18 Das LVwG verneinte die Beschwerdelegitimation der Revisionswerberin jedoch, ohne dieser Gelegenheit zu geben, im Rahmen einer mündlichen Verhandlung zu dieser komplexen Rechtsfrage Stellung zu nehmen. Das LVwG stützte seine Entscheidung auf die nunmehr strittige Frage der Auslegung des Bescheidspruches, die Einfluss auf die Beschwerdelegitimation der Revisionswerberin hat, ohne dass sich diese während des Verfahrens dazu äußern konnte. Vor dem Hintergrund der in Rn. 14 zitierten Rechtsprechung des Verwaltungsgerichtshofes hätte das LVwG fallbezogen jedoch nicht von der Durchführung einer Verhandlung absehen dürfen.
19 Angesichts dessen war der angefochtene Beschluss bereits aus diesem Grund wegen Rechtswidrigkeit infolge Verletzung von Verfahrensvorschriften gemäß § 42 Abs. 2 lit. c VwGG aufzuheben.
20 Darüber hinaus wird auf die ständige Rechtsprechung des Verwaltungsgerichtshofes hingewiesen, wonach das Verwaltungsgericht vor dem Hintergrund des § 17 VwGVG seine Entscheidung im Sinne des § 58 AVG zu begründen hat. Im Sinne des § 60 AVG sind in der Begründung die Ergebnisse des Ermittlungsverfahrens, die für die Beweiswürdigung maßgeblichen Erwägungen, sowie die darauf gestützte Beurteilung der Rechtsfrage klar und übersichtlich zusammenzufassen. Dies erfordert in einem ersten Schritt die eindeutige, eine Rechtsverfolgung durch die Partei ermöglichende und einer nachprüfenden Kontrolle durch die Gerichtshöfe des öffentlichen Rechts zugängliche konkrete Feststellung des der Entscheidung zugrunde gelegten Sachverhalts, in einem zweiten Schritt die Angabe jener Gründe, welche die Behörde im Falle des Vorliegens widerstreitender Beweisergebnisse in Ausübung der freien Beweiswürdigung dazu bewogen haben, gerade jenen Sachverhalt festzustellen, und in einem dritten Schritt die Darstellung der rechtlichen Erwägungen, deren Ergebnisse zum Spruch des Bescheides geführt haben. Die bloße Zitierung von Beweisergebnissen wie z. B. von Zeugenaussagen ist weder erforderlich noch hinreichend (vgl. VwGH 12.9.2017, Ra 2017/02/0030, Rn. 8, mwN).
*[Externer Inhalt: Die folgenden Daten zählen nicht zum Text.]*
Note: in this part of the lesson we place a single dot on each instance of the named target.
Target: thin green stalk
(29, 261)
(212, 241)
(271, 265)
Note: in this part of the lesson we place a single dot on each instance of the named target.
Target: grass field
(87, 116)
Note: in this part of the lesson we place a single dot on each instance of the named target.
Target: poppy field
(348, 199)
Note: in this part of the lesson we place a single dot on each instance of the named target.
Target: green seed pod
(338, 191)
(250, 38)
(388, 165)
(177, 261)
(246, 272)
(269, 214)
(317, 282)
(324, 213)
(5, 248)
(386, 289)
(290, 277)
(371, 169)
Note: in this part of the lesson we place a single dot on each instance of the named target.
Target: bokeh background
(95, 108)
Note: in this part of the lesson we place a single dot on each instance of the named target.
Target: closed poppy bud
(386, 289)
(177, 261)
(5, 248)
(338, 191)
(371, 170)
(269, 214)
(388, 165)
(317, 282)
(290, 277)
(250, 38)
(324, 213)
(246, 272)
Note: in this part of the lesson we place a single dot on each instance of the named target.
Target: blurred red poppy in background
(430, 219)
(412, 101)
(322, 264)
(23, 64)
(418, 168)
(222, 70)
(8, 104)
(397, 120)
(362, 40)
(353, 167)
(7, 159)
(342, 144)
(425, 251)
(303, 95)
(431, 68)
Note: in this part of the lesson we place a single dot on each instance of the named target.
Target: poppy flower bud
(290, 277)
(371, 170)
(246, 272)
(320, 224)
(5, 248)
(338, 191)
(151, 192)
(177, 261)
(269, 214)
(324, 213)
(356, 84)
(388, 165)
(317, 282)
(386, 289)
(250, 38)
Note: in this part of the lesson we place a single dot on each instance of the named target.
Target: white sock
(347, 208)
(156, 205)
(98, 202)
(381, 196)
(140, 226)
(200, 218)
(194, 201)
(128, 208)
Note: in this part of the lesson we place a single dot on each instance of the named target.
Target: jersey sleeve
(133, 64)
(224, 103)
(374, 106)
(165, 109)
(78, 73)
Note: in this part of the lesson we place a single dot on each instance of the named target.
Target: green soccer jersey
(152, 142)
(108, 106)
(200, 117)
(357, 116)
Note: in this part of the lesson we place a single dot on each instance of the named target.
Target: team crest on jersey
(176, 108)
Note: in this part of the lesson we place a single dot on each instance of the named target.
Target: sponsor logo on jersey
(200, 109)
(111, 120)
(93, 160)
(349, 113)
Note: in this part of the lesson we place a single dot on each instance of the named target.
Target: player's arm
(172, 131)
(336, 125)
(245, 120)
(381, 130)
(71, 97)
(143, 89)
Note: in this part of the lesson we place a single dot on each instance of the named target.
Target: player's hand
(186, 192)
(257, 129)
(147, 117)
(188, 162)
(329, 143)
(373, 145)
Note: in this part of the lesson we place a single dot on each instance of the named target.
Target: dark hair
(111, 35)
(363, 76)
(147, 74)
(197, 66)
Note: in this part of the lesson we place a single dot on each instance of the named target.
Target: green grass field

21 Der angefochtene Beschluss genügt den dargestellten Anforderungen an eine ordnungsgemäße Begründung nicht und entzieht sich dadurch auch der nachprüfenden Kontrolle des Verwaltungsgerichtshofes. Welche Ermittlungen in Hinblick auf die entscheidende Rechtsfrage, ob nämlich der Revisionswerberin Parteistellung und somit eine Beschwerdelegitimation zukommt, das LVwG anstellte und welchen Sachverhalt es angesichts der abweichenden Ausführungen der mitbeteiligten Partei in der Beschwerdebeantwortung ‑ eine Stellungnahme der Revisionswerberin dazu wurde ja nicht eingeholt ‑ aus welchem Grund als erwiesen ansah und somit seiner Entscheidung zugrunde legte, geht aus dem angefochtenen Beschluss nämlich nicht hervor.
22 Auch aus diesem Grund war dieser gemäß § 42 Abs. 2 Z 3 lit. b und c VwGG wegen Rechtswidrigkeit infolge Verletzung von Verfahrensvorschriften aufzuheben.
23 Die Kostenentscheidung beruht auf den §§ 47 ff VwGG in Verbindung mit der VwGH‑Aufwandersatzverordnung 2014.